The government subsidy programs have not been effective in improving FFC and reducing CHE indices. None of them has been able to realize the goal of the 6th National Development Plan of reducing CHE to 1%. The government should devise support packages for target households (households with more elderly people, lower incomes, without private houses, crowded, rural, and inhabited in deprived provinces), so they can protect households against CHE. Modifying and improving the quality of insurance coverage is strongly recommended due to its inefficiency.

摘要

背景

伊朗政府于2010年12月实施了有针对性的补贴计划,以减少能源消耗和不平等现象。此外,卫生部实施了健康转型计划,以减少自付费用。本研究旨在探讨这两项政府补贴计划对卫生筹资公平性的影响。

方法

在本研究中,通过家庭调查在14年(2007 - 2020年)期间收集了528,046户家庭的数据。

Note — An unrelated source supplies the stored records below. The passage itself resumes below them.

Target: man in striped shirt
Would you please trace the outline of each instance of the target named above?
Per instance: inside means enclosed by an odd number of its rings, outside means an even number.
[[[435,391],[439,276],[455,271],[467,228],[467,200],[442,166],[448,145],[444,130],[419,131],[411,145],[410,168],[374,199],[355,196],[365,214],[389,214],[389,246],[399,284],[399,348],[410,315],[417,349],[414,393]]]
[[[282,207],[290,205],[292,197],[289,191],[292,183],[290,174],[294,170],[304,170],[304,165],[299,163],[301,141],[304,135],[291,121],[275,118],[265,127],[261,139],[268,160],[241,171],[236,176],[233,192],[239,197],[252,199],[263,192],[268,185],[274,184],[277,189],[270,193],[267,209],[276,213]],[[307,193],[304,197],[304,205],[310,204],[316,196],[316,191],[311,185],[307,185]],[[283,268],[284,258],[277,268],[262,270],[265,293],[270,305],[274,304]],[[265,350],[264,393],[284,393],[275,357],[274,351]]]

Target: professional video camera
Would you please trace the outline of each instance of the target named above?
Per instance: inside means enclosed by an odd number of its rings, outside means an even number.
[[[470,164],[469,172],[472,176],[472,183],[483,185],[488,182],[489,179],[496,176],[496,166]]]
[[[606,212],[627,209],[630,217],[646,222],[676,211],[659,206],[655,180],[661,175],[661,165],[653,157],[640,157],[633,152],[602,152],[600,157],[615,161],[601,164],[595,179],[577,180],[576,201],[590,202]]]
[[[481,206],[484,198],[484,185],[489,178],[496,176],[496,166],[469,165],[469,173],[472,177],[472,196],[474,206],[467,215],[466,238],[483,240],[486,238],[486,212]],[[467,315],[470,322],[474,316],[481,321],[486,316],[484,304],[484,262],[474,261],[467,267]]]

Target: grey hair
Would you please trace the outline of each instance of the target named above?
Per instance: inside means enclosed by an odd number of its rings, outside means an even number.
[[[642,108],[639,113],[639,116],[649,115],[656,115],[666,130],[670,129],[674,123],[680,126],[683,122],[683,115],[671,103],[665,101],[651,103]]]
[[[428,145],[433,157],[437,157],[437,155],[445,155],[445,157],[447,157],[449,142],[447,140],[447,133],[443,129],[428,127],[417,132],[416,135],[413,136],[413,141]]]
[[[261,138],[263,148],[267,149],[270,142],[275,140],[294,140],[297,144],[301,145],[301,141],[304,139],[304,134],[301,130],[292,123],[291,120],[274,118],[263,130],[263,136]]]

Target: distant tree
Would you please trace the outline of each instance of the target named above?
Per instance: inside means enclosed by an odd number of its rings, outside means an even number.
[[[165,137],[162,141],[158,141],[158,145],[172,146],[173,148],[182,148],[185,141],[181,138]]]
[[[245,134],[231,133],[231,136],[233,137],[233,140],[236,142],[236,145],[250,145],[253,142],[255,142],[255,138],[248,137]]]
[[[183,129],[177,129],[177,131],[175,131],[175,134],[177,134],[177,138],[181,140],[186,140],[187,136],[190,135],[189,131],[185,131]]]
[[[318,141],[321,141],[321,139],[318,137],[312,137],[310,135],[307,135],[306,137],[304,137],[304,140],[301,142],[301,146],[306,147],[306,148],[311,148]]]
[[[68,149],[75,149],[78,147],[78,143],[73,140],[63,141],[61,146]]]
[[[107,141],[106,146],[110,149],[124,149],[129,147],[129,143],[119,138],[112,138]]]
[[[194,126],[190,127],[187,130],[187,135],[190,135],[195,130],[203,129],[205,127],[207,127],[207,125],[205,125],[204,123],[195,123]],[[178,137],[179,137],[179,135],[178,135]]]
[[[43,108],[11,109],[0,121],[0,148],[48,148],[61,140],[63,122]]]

计算了财务贡献公平指数和灾难性卫生支出指数。此外,使用Stata V.14应用软件进行逻辑回归模型,以检验上述两项政策以及家庭的其他社会经济特征对其遭受灾难性卫生支出的影响。

结果

2007年和2020年的FFC指数分别为0.829和0.795。趋势分析表明,2007年至2020年期间FFC指数没有显著变化。TSP和HTP的实施并没有显著降低家庭遭受CHE的风险。人口拥挤、老年人较多、属于低收入十分位数、没有住房、生活在农村地区和贫困省份的家庭更有可能面临CHE风险。医疗保险覆盖并不能保护家庭免受CHE影响。受过高等教育和有工作的家庭遭受的CHE较少。

结论

政府补贴计划在改善FFC和降低CHE指数方面没有效果。它们都未能实现第六个国家发展计划将CHE降低到1%的目标。政府应为目标家庭(老年人较多、收入较低、没有私人住房、人口拥挤、农村和居住在贫困省份的家庭)制定支持方案,以便他们能够保护家庭免受CHE影响。由于其效率低下,强烈建议修改和提高保险覆盖质量。